Screen Australia has today released a report which provides new insights into how children engage with screen content.
The report, entitled Child’s Play: Issues in Australian Children’s Television 2013, revealed that children appreciate Australian content and prefer programs made specifically for them. (Ninety one per cent of the children interviewed said they “liked” programs designed specifically for them, with over half stating they “liked them the best”).
Screen Australia’s Chief Executive, Ruth Harley, said, “This research clearly demonstrates that there’s an appetite for quality children’s television content. Programs made specifically for children are different from material produced for a family audience because they deal with stories and issues of interest to kids in appropriate ways.
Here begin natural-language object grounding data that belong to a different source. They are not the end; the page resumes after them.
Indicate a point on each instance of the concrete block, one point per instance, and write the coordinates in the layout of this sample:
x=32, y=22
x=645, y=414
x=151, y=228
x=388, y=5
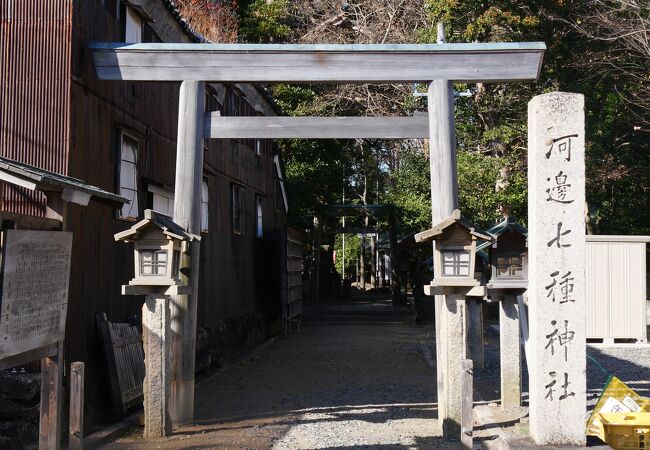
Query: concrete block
x=510, y=352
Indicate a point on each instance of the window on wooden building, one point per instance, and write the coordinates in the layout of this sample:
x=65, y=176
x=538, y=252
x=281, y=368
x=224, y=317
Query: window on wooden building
x=260, y=216
x=204, y=207
x=163, y=200
x=153, y=262
x=128, y=176
x=236, y=208
x=133, y=28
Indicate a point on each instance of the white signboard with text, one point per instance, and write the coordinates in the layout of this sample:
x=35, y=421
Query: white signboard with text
x=35, y=279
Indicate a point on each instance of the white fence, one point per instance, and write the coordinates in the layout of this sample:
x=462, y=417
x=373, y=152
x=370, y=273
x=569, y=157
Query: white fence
x=616, y=288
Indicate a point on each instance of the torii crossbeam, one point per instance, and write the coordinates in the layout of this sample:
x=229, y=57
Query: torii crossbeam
x=265, y=63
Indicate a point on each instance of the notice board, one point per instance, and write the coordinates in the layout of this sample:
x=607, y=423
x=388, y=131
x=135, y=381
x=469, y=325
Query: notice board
x=35, y=278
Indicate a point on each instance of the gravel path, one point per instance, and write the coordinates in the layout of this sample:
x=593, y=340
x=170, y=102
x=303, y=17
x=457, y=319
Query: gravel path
x=353, y=386
x=333, y=386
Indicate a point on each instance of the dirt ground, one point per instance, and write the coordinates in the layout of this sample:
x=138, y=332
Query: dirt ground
x=358, y=376
x=333, y=386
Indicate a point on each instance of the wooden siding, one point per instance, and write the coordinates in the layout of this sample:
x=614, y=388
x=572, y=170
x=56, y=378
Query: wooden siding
x=240, y=274
x=34, y=92
x=236, y=271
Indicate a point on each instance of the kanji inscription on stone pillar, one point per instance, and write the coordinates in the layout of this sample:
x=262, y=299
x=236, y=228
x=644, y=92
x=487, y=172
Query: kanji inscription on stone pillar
x=556, y=290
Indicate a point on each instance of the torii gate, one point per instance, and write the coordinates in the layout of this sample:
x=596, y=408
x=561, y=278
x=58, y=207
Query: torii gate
x=194, y=64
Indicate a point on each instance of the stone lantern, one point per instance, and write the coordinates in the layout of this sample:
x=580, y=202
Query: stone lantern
x=508, y=254
x=158, y=244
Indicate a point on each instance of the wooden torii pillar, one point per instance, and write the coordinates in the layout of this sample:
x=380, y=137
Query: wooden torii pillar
x=269, y=63
x=187, y=213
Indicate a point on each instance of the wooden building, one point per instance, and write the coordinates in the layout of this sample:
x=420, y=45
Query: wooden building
x=121, y=137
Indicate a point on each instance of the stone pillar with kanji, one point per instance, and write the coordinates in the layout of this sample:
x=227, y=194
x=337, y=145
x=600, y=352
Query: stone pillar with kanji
x=556, y=290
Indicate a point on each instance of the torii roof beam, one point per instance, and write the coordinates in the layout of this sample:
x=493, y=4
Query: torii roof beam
x=277, y=127
x=267, y=63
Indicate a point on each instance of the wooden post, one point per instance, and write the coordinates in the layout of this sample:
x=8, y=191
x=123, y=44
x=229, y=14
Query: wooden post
x=467, y=423
x=444, y=199
x=362, y=264
x=51, y=401
x=394, y=274
x=475, y=331
x=76, y=428
x=315, y=276
x=187, y=213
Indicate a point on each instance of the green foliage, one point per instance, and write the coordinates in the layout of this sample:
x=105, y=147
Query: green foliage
x=478, y=197
x=314, y=174
x=410, y=194
x=352, y=252
x=264, y=22
x=490, y=118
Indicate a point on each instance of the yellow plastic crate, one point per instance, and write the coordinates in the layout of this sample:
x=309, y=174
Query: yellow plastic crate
x=627, y=431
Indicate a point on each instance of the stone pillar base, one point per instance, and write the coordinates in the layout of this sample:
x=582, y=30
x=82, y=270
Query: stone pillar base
x=156, y=332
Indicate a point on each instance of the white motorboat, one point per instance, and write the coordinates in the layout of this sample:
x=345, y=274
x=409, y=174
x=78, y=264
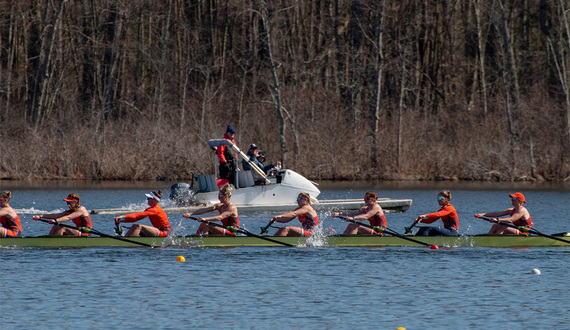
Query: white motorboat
x=277, y=191
x=280, y=186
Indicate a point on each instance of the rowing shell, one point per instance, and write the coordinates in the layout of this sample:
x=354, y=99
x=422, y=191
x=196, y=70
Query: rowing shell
x=499, y=241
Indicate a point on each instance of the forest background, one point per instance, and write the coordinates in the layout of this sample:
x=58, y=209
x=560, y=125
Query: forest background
x=335, y=89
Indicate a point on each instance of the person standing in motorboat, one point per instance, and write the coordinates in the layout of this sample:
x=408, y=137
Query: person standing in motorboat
x=304, y=212
x=9, y=220
x=447, y=214
x=227, y=157
x=228, y=215
x=253, y=156
x=158, y=218
x=371, y=211
x=77, y=213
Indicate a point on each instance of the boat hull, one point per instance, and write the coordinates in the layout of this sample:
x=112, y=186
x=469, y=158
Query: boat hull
x=499, y=241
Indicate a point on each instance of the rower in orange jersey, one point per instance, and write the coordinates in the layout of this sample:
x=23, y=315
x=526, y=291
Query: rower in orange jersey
x=228, y=157
x=160, y=225
x=306, y=215
x=76, y=213
x=518, y=215
x=371, y=211
x=228, y=214
x=447, y=214
x=9, y=220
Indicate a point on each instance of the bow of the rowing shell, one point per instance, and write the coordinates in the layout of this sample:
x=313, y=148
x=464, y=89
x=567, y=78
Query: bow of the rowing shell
x=499, y=241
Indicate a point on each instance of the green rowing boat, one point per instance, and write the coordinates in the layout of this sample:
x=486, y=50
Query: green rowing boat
x=499, y=241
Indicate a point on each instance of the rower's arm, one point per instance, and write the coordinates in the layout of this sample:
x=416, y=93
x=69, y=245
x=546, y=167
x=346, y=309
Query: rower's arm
x=231, y=211
x=494, y=214
x=376, y=209
x=201, y=211
x=286, y=217
x=69, y=216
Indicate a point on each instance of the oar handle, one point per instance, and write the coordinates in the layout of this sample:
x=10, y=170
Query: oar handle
x=265, y=230
x=409, y=228
x=526, y=230
x=391, y=232
x=377, y=229
x=86, y=230
x=245, y=232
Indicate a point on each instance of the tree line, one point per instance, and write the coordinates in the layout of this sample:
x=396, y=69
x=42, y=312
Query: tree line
x=335, y=89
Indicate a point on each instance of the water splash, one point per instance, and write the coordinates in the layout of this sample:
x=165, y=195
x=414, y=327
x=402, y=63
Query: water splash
x=319, y=237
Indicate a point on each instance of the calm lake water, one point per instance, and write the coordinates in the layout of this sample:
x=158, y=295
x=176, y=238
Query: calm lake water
x=308, y=288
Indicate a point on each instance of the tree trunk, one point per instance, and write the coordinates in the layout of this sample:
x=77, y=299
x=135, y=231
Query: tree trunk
x=481, y=47
x=275, y=88
x=379, y=66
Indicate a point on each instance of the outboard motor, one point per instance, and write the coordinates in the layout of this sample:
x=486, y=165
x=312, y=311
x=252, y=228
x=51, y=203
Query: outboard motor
x=182, y=194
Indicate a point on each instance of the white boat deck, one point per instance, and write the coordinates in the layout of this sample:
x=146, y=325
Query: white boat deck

The delivery of quality Australian children’s programming is essential to the cultural well-being of young Australians, so that they have the opportunity to see Australia’s identity, character and cultural diversity reflected back to them.”
Interestingly, the findings of the report also showed financing involved with children’s content has become increasingly difficult in the current media landscape.
As stated by Screen Australia, “Children’s programs attract lower broadcast licence fees than programs for adults, and finance is even tighter as audience fragmentation places pressure on advertising revenues. Australian children’s programs also rely heavily on foreign finance, so the global financial crisis together with the strong Australian dollar have created extra challenges for the sector.”
The release of the report prompted a reaction from the Screen Producers Association of Australia, who issued their own statement to the press welcoming the research undertaken by Screen Australian and the Australian Children’s Television Foundation.
Within the statement, SPAA’s Executive Director Matthew Deaner says, ““This is a more sophisticated picture of what children want to watch. It shows that when compared to family viewing times, television ratings alone often understate the importance of children’s programs to children. What we can now see is the extent to which they are discerning viewers, seeking out content made specifically for them when they have control of the remote.
"Following the alarming decline of investment by broadcaster platforms, coupled with the now relaxed quota requirements, the vital and valued role of Australian children’s content runs the risk of being undermined by market forces. This research punctuates the industry’s ongoing calls for an increase in the Producer Offset for television production and the need to nurture new commissioning opportunities for multiplatform content across emerging distribution models.”